Trader Joe's Organic Red Quinoa is sold on the dry goods shelf.  Is there really a dry goods shelf any longer?  ;)   I must be dating myself.  Anyway, the directions say to add 1 cup of dried, rinsed quinoa to 2 cups of water.  I add a teaspoon of butter and a teaspoon of salt.  I also cut down on the water and only put in 1&1/2 cups.  Bring to a boil, place a lid on the pan and turn it to low.  It may say medium low, but either will do.  If after 15-20 minutes you have extra water in the pan just drain it and let sit on the stove with the burner turned off for about 15 minuts.  I added 2 stalks of fresh green onion and a quarter cup of chopped, fresh cilantro.  It's delicious, just yummy! 

Oh, I have no affliation with Trader Joe's either.  I am just a consumer who likes a good product and thought I'd share this one.

Give it a try and enjoy ~


There are a few things I like about Winter ~

Roasting vegetables...  Endless possibilites and so easy.  Did I say delicious too?  Well, they are very.  The vegetables get carmelized, tender and sweet. 

Only 3 ingredients too.

Salt, pepper and olive oil.  Just be sure to have them about the same size in your roasting pan.  Preheat the oven to 450 degrees Farenheit.  Toss with salt, pepper and olive oil.  Place in the oven for 15 minutes.  Take the vegetables out of the oven and turn them over.  Place back in the oven for 15 minutes more.

And you get deliciousness every time.  See?  Oh how I adore fennel and potatoes together.... yum ~


Chinese broccoli... the leaves get nice and crispy too.
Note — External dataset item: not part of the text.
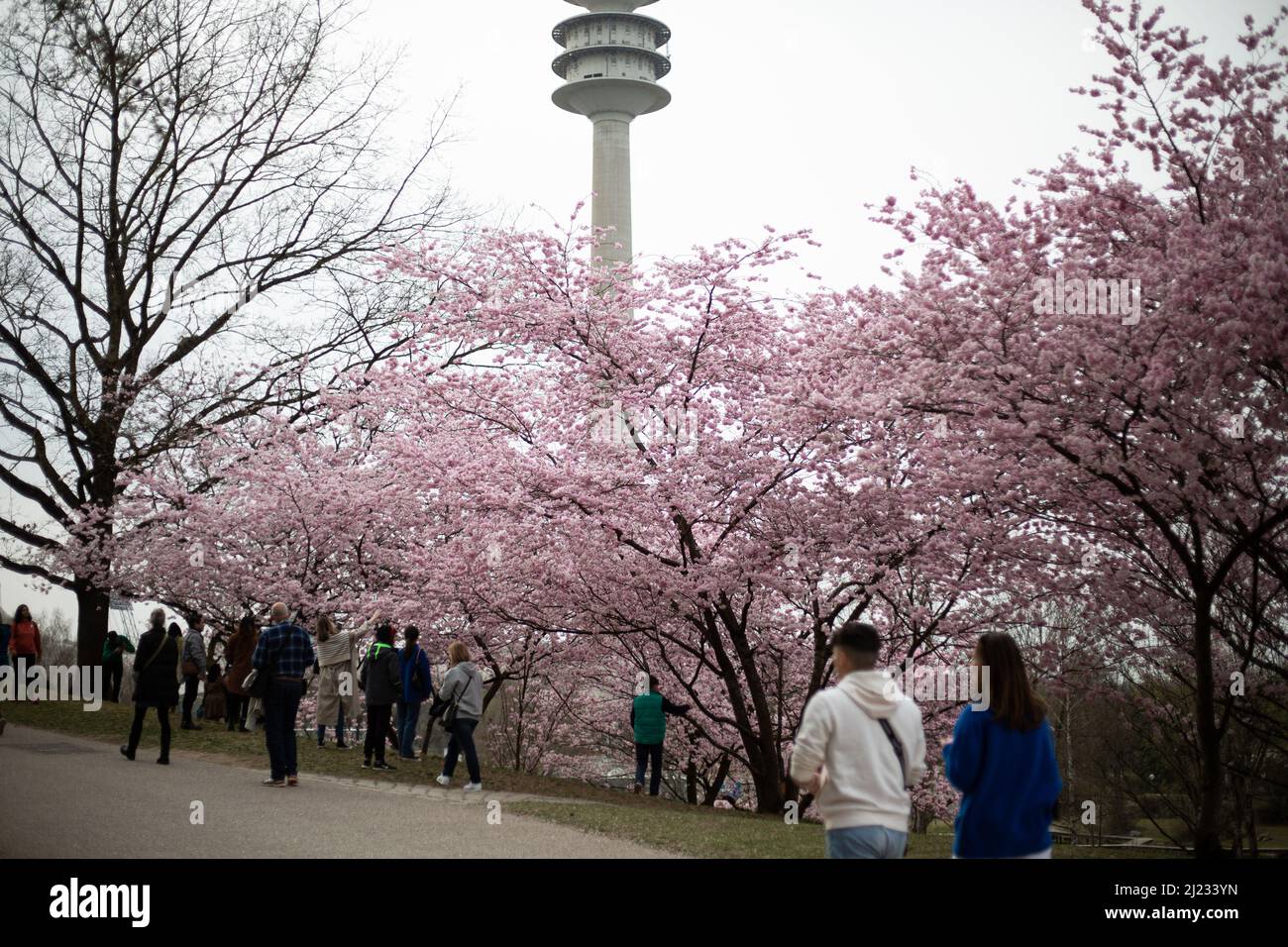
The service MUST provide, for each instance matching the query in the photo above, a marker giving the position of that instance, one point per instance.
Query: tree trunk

You can roast any vegetable you want or like, but the smaller the vegetable the less time in the oven.  Asparagus is about 10 minutes on one side and about 5 minutes on the second.  So adjust your time and you'll have perfectly easy and delicious vegetables. 

Yup, I like some things about Winter.....
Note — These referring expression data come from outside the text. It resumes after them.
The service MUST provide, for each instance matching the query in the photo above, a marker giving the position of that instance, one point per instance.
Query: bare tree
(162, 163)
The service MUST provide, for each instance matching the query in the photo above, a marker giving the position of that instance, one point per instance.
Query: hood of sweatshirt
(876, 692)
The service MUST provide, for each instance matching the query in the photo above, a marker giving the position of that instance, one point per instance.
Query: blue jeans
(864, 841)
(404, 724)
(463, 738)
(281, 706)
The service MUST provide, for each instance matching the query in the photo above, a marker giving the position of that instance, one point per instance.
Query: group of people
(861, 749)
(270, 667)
Lemongrass Coconut Noodle Soup w/ Cilantro Lime Oil ~

December 1st, brought us snow.  Not a storm, but just a messy, frigid day.  A nice day to stay inside and make soup for extra warmth.  I adapted this soup from The Little Fig.

8oz. of ,rice noodles, or thin vermicelli, cooked and drained, set aside.  Toss with a tablespoon of oil and set aside.

Make Cilantro Lime Oil and set aside, recipe below.

8 oz. of chopped mushrooms, I used cremini
2 large leeks, white and light green parts, sliced length wise and chopped
1 large stalk of lemongrass, woody parts discarded and chopped finely
1 can of coconut milk
1 jalepeno chili pepper, minced
3 cloves of garlic, minced
1/2 tsp. of ground cumin
1/4 tsp. ground coriander
4 cups of chicken stock, low sodium
1 tablespoon grapeseed or vegetable oil

In a large dutch oven, heat oil on medium.  Add leeks and cook for a couple of minutes, while stirring.  Add garlic, lemongrass, mushrooms, cumin, coriander, jalepeno and saute on medium for 2 minutes.  Stir.  Add coconut milk and chicken stock, bring to a boil.  Turn down and let simmer for 5 minutes.  Turn stovetop off and add cooked noodles, stir.  Ladle in bowls, drizzle with Cilantro Lime oil and serve.

Cilantro Lime Oil
1 bunch of cilantro, stems removed and chopped
1/2 cup grapeseed oil
1 lime, zested
1 tablespoon of kosher salt

Serves 4 nicely.  Other than chopping, this is a very easy soup.  Very mild flavors.